HARRISON: We shoot on the Sony lot. We’re here in L.A. The writers are here and thank God. I don’t see how you could do a half-hour comedy in Vancouver or wherever else they ship you out to. You feel much more a part of the group in a comedy. I don’t think you could do that if you were somewhere else [geographically than the writers].

Bret Harrison in V - Season 2 - "Uneasy Lies the Hand" | ©2011 ABC/Jack Rowand

Bret Harrison in V - Season 2 - "Uneasy Lies the Hand" | ©2011 ABC/Jack Rowand

AX: You had a recurring role on V, which had the writers in L.A. and production in Canada …

HARRISON: My [time] on V was great. I think more than anything, I have to say about V was how cool the cast was, how cool those people are as human beings. I’ve never met nicer people. Elizabeth Mitchell is one of the sweetest people I’ve ever met. I had a great experience. I loved going back and forth from Vancouver – we’d shoot for a couple days and then go back.

AX: On BREAKING IN, do you guys ever compare notes on working on cult projects? You’ve all got genre backgrounds, Christian Slater’s done a lot and Alphonso  McAuley seems to just have geek street credentials.
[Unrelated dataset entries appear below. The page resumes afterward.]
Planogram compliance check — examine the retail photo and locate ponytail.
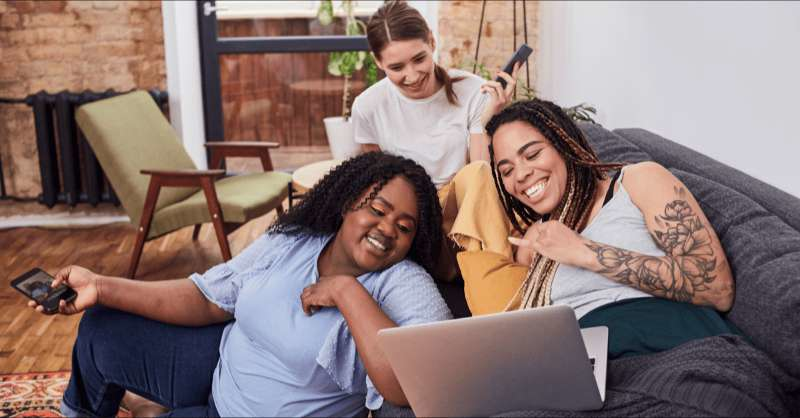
[367,0,464,106]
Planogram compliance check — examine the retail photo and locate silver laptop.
[378,306,608,417]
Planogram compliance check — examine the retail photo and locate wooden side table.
[289,160,343,210]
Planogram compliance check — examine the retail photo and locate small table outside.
[289,160,342,210]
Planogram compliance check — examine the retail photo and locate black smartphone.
[495,44,533,88]
[11,268,78,314]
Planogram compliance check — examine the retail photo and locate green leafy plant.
[461,59,597,123]
[317,0,378,120]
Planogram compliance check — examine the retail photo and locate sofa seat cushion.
[148,171,292,238]
[671,169,800,378]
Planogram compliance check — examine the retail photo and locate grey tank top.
[550,167,665,319]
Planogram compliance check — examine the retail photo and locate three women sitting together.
[36,2,736,416]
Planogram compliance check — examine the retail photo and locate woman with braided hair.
[31,153,450,416]
[472,99,735,358]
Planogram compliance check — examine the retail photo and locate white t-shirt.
[352,69,489,187]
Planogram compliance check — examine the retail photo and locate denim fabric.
[62,307,225,417]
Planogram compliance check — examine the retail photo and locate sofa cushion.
[614,128,800,231]
[578,122,652,163]
[671,169,800,377]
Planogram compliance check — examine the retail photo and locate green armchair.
[75,91,291,278]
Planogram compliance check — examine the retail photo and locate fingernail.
[508,237,527,246]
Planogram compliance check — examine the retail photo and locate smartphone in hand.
[495,44,533,88]
[11,268,78,314]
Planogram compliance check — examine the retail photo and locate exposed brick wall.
[438,0,539,85]
[0,0,166,197]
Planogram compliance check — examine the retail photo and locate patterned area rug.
[0,371,131,418]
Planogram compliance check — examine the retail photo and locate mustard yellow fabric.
[439,161,528,315]
[456,251,528,315]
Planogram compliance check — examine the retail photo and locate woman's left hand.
[481,63,520,126]
[300,275,360,315]
[508,221,594,268]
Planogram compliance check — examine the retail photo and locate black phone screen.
[495,44,533,88]
[11,268,76,311]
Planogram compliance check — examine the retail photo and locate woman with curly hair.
[31,153,450,416]
[352,1,519,280]
[462,99,736,358]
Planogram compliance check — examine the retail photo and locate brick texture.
[438,0,538,85]
[0,0,166,197]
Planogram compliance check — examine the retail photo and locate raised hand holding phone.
[481,44,533,126]
[481,63,520,126]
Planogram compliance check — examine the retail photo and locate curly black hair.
[269,152,442,273]
[486,98,623,233]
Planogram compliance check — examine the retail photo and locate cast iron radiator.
[25,89,167,207]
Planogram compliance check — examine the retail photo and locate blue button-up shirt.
[188,233,451,416]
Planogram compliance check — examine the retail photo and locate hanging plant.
[317,0,378,120]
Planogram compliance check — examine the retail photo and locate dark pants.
[62,307,225,417]
[578,297,743,360]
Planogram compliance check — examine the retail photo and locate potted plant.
[317,0,378,159]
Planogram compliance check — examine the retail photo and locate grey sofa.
[373,124,800,417]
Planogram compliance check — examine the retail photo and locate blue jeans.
[61,306,226,417]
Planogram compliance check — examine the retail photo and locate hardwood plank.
[0,211,282,373]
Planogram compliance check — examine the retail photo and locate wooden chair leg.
[192,224,203,241]
[126,178,161,279]
[201,178,231,261]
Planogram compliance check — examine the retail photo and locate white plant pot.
[322,116,360,160]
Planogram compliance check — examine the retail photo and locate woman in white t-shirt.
[352,1,516,279]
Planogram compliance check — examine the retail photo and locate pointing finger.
[508,237,533,248]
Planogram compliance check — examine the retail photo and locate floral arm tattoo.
[586,187,717,302]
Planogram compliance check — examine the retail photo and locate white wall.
[537,2,800,197]
[161,1,207,169]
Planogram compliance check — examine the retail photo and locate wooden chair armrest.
[205,141,281,149]
[140,170,225,187]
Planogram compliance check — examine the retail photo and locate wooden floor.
[0,212,275,373]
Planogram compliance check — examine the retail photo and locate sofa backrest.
[581,124,800,377]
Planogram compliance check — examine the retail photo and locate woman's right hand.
[28,266,99,315]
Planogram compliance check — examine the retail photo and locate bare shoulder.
[622,161,688,209]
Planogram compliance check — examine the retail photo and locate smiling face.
[492,121,567,215]
[333,177,418,275]
[376,38,440,99]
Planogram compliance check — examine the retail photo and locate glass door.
[197,0,383,165]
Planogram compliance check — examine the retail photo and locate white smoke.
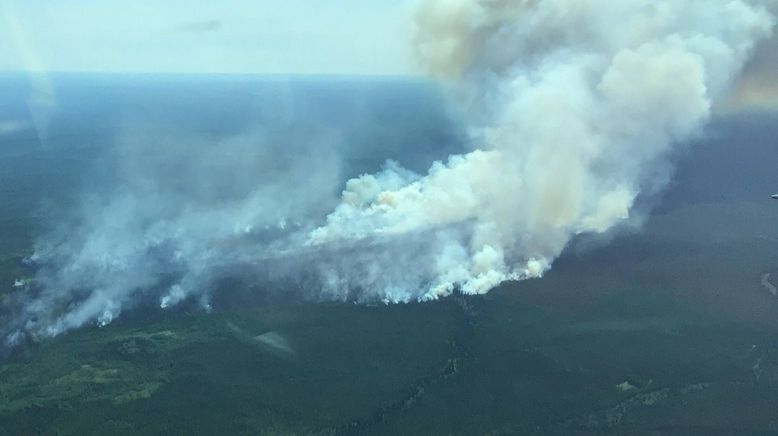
[3,0,773,340]
[309,0,773,298]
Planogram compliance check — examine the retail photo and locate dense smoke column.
[309,0,773,300]
[0,0,773,344]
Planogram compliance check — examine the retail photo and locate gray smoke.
[3,0,773,341]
HARRISON: I think so. We all kind of geek out. I certainly geeked out when I found out Mr. Slater was doing this. All the time, I’m feeling like, “All right, don’t geek out. Don’t bring up TRUE ROMANCE.”

AX: Anything else you’d like to say about the show?

HARRISON: Yeah. I’d like to say that BREAKING IN is really cool. I think it’s really original and I think we’re trying to defy the odds and do things that no other comedy’s doing in terms of getting action in the half-hour.